From 1994 to 1998, I served upon an all Republican Board of County Commissioners. We lowered property and income tax rates, cut the assessment cap in half, fully funded education, and gave the people two miles of waterfront access on the Patuxent River.
However good our public policy, we argued like cats and dogs. At the end of 1998, all of us were back in the private sector. The Democrats took over and hiked property taxes to new heights..
This is not an article about how the tide shifts between the two party system. Instead, both parties can work together to bring positive accountable governance and infrastructure to the public.
Soon after taking office in 1994, I met with Leonardtown Mayor Chip Norris to discuss the upcoming plan to move the historic circuit courthouse function from its downtown location.
Mayor Norris is a Democrat who is elected in a non-partisan election. Party lines are not anywhere as important as putting taxpayers first.
Mayor Norris wanted the courthouse to stay in Leonardtown. It was the anchor for the town’s prosperity. I agreed with him but I had four Republican County Commissioners opposed. Also, we needed some help from our State officials.
State Senator Roy Dyson killed the bond bill to move the courthouse to the Governmental Center. With this impetus from Annapolis, the topic was brought back to the commissioners’ table.
The public was resoundingly in favor of preserving our historic courthouse location for an expansion in the rear overlooking Breton Bay. Commissioners Frances Eagan and Chris Brugman joined our side giving a majority of commissioners to save the courthouse and Leonardtown’s economy
Two Democrats and three Republicans worked together to benefit St. Mary’s County.
The jail behind the courthouse had to be demolished to make room for the new addition. In 1997, instead of a groundbreaking, our County Administrator hosted a brick breaking with five small hammers. From the pile of rubble, I broke off a single brick for a souvenir.
While walking into the celebration luncheon hosted by the Town Council in Tudor Hall, I realized that I do not need to keep mementoes, memories are sufficient.
I must have looked like an anarchist carrying that brick into the Leonardtown government offices. I decided to leave the brick as a paperweight on one of the secretary’s desks.
As I reached to place the brick on the first most accessible desk, I sensed that I should put it on the other desk further over.
I was placing the old brick on that distant desk when Millie Huseman walked up.
“Oh, you must have read the Enterprise article about me collecting bricks.” she said.
Somewhat confused, I replied, “No, I was just leaving it on that desk for a paperweight because something inside me said to do so.”
“Well, I’ve been collecting bricks from all over the world to build a shrine for the Blessed Mother that overlooks St.
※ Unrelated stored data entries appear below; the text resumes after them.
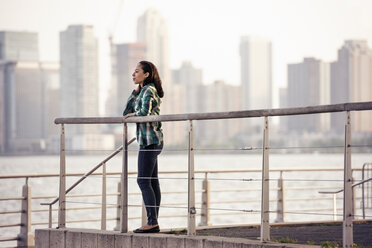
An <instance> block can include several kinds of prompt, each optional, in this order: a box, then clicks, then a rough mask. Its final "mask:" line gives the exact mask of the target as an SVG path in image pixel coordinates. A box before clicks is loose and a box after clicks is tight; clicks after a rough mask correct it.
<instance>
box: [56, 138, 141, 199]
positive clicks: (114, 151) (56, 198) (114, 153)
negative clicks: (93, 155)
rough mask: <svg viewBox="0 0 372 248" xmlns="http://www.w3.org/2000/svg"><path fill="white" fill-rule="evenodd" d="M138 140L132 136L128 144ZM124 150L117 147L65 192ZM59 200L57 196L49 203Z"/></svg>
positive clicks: (120, 147)
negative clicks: (98, 163) (109, 154)
mask: <svg viewBox="0 0 372 248" xmlns="http://www.w3.org/2000/svg"><path fill="white" fill-rule="evenodd" d="M135 140H136V138H132V139H131V140H130V141H128V144H127V145H128V146H129V145H130V144H131V143H133V142H134V141H135ZM122 150H123V146H120V147H119V148H118V149H116V150H115V151H114V152H113V153H111V154H110V155H109V156H107V157H106V158H105V159H104V160H102V161H101V162H100V163H99V164H97V165H96V166H95V167H94V168H93V169H91V170H90V171H89V172H87V173H86V174H84V175H83V176H82V177H81V178H80V179H79V180H77V181H76V182H75V183H74V184H73V185H71V186H70V187H69V188H68V189H67V190H66V192H65V194H66V195H67V194H68V192H70V191H71V190H73V189H74V188H75V187H76V186H77V185H79V184H80V183H81V182H82V181H84V180H85V179H86V178H87V177H88V176H90V175H91V174H93V172H95V171H96V170H97V169H98V168H100V167H101V166H102V165H103V164H105V163H106V162H107V161H109V160H110V159H111V158H113V157H114V156H115V155H116V154H118V153H119V152H121V151H122ZM58 200H59V197H57V198H56V199H55V200H54V201H52V202H51V203H49V205H53V204H55V203H56V202H57V201H58Z"/></svg>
Clements Island.” said Millie.
Let’s see: Over eighty thousand people lived in St. Mary’s County at the time and I unknowingly deliver a brick to the one lady who collects bricks for a shrine.
Millie said, “I have been wanting to talk with you as well.”
She relayed her enthusiasm for the history of the founding of Maryland and the events that occurred when the first colonists landed on St. Clements Island.
A shuttle boat was needed to help tourists and locals visit the island. I agreed that we could do this. I brought the idea to the County Commissioners. We established a boat committee with Karl Kopel as chairman. They were tasked with finding an affordable, fuel efficient, low maintenance, U.S. Coast Guard approved boat that would pay for itself through a nominal passage fee.
Today, the Water Taxi II carries up to a couple dozen passengers to and from St. Clements Island on the weekend for only seven dollars each. The boat is available by charter during the week for tour groups.